Il serait satisfaisant de renvoyer dos-à-dos sénateurs, Coriolan et les tribuns, comme désireux chacun d'abuser de cette démocratie toute neuve que Rome s'était forgée 20 ans plus tôt lorsqu'elle passa de monarchie à république. Dans ce cas il ne resterait personne pour la défendre et elle n'aurait pas duré mille ans de plus. Un tel relativisme ne coïncide pas avec la réalité d'un peuple latin pragmatique, qui a toujours su adapter son gouvernement à ses objectifs. Coriolan ne convenait pas au peuple souverain de Rome, il a été chassé. Général victorieux contre l'ennemi Volsque, il estimait que le pouvoir lui était dû et être dispensé de faire de la politique. Dès lors, les tribuns sont parfaitement dans leur rôle de chiens de garde du peuple et ne sauraient être traités de démagogues.
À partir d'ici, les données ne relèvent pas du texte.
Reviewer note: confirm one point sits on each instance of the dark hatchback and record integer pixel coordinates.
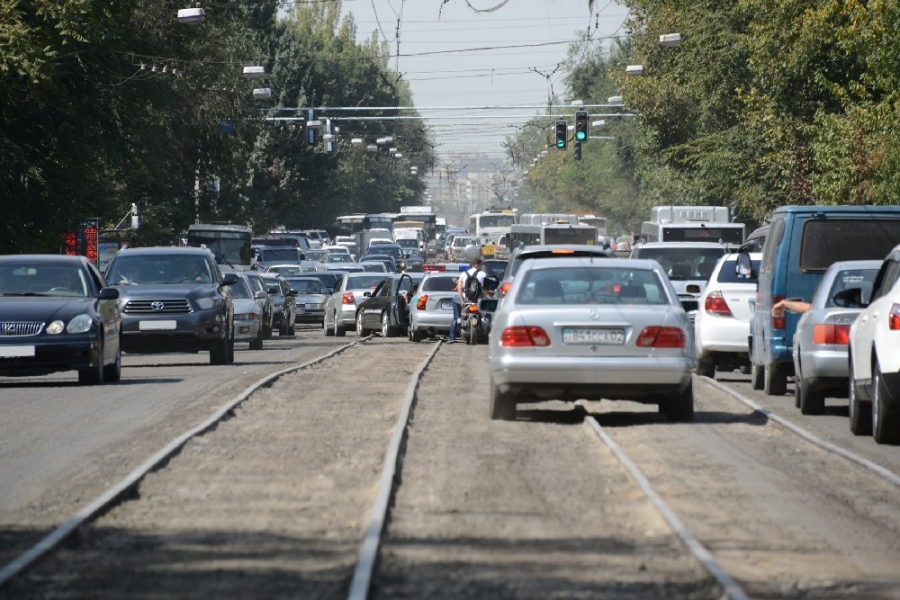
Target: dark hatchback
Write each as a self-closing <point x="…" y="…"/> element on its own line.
<point x="174" y="299"/>
<point x="58" y="314"/>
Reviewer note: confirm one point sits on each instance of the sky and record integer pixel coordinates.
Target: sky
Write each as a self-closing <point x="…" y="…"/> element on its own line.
<point x="449" y="77"/>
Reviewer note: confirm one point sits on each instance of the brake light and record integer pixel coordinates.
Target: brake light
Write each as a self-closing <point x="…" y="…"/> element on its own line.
<point x="778" y="322"/>
<point x="831" y="334"/>
<point x="894" y="318"/>
<point x="716" y="305"/>
<point x="661" y="337"/>
<point x="524" y="337"/>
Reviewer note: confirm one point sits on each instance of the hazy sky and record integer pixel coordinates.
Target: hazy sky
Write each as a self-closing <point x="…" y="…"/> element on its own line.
<point x="438" y="57"/>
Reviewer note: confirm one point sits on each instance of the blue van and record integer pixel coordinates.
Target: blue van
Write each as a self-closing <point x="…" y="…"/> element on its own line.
<point x="803" y="241"/>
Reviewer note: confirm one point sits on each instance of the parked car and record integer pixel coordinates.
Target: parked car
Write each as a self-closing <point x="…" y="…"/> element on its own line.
<point x="384" y="309"/>
<point x="248" y="318"/>
<point x="821" y="360"/>
<point x="57" y="313"/>
<point x="340" y="306"/>
<point x="310" y="298"/>
<point x="722" y="321"/>
<point x="874" y="359"/>
<point x="431" y="309"/>
<point x="573" y="328"/>
<point x="174" y="299"/>
<point x="266" y="304"/>
<point x="285" y="315"/>
<point x="803" y="241"/>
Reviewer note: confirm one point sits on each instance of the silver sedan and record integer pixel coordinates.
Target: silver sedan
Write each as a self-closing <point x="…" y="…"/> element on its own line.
<point x="821" y="342"/>
<point x="573" y="328"/>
Il serait également satisfaisant d'estimer que Shakespeare en 1607 se sert d'évènements antérieurs de deux millénaires, et rapportés au deuxième siècle par un biographe grec, pour parler démocratie au spectateur de 2008. Comme si des esprits éclairés se passaient le relais à intervalles réguliers de notre histoire et dont le spectacle de ce soir serait une nouvelle étape. On comprend bien entendu que la tentation est forte de s'en prévaloir. La réalité est peut-être plus simple. Le Barde a trouvé en Plutarque une source pour nombre de ses pièces. Et Rome l'intéressait déjà avant d'avoir recours aux Vies Parallèles. Risquons la thèse osée que Coriolan lui a semblé un sujet spectaculaire, avant tout digne d'intérêt par ses propres spectateurs. Le contenu subversif vis à vis de sa monarchie élisabéthaine ne lui a sans doute pas échappé. Tout dramaturge aime à chatouiller ses puissants en racontant une bonne histoire.
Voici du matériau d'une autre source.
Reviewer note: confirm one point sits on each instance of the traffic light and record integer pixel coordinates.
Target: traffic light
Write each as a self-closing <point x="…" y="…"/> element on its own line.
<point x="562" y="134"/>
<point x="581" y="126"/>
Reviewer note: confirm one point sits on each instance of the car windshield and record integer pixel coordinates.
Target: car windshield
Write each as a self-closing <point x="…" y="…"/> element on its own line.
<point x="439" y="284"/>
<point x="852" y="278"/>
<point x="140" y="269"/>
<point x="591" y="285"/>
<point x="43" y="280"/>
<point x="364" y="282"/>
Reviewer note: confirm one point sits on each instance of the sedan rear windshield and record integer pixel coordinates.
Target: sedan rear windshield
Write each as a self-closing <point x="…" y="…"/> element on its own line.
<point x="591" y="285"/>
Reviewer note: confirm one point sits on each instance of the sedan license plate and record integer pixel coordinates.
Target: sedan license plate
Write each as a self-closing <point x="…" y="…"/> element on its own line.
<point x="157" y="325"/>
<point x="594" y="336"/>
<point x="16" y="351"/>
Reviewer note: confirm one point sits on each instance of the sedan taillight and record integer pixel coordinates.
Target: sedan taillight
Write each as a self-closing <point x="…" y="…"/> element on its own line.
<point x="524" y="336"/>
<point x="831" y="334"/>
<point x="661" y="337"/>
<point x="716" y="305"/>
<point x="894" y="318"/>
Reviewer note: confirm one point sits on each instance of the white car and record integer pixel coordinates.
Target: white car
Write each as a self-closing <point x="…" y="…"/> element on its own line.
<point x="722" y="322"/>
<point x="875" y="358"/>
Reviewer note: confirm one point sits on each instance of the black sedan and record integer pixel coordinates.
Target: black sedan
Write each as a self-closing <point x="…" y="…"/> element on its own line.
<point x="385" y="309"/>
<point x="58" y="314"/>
Et la bonne histoire n'a pas été oubliée par Christian Schiaretti en montant ce spectacle. Le divertissement est restitué, grandeur nature avec trente bons comédiens sur scène. Suffisamment en tous cas pour donner de l'ampleur aux foules, aux batailles, à la fureur générale de Coriolan. Ce spectacle n'est pas une petite chose, les transitions sont énergiques, la violence palpable, les ellipses des batailles élégamment traitées. Le spectateur est respecté et libre à lui finalement de trouver un sens actuel à la pièce.

Il reste ces fâcheux costumes élisabéthains, un parti pris de mise en scène qui rend pittoresque ce qui aurait pu être pertinent. Tout le monde modernise Shakespeare, certes, à commencer par les meilleurs anglais. On comprend la volonté de ne pas faire comme tout le monde. Mais au prix d'une faute de goût? L'histoire a eu ses périodes sombres également dans la mode et le mythe de Coriolan ne sort pas indemne de ces culottes bouffantes ridicules. En outre, rien ne dit qu'à cette époque les pièces antiques n'étaient pas jouées en toge. Le vêtement antique à cela de commun avec le notre qu'il égalise des individus différents. Ce fait même, comme l'interdiction de la tenue militaire dans l'enceinte de la cité, est un fondement de la "civilitas" romaine. La déférence, le respect affiché envers ses concitoyens, au delà des classes, est un ciment social.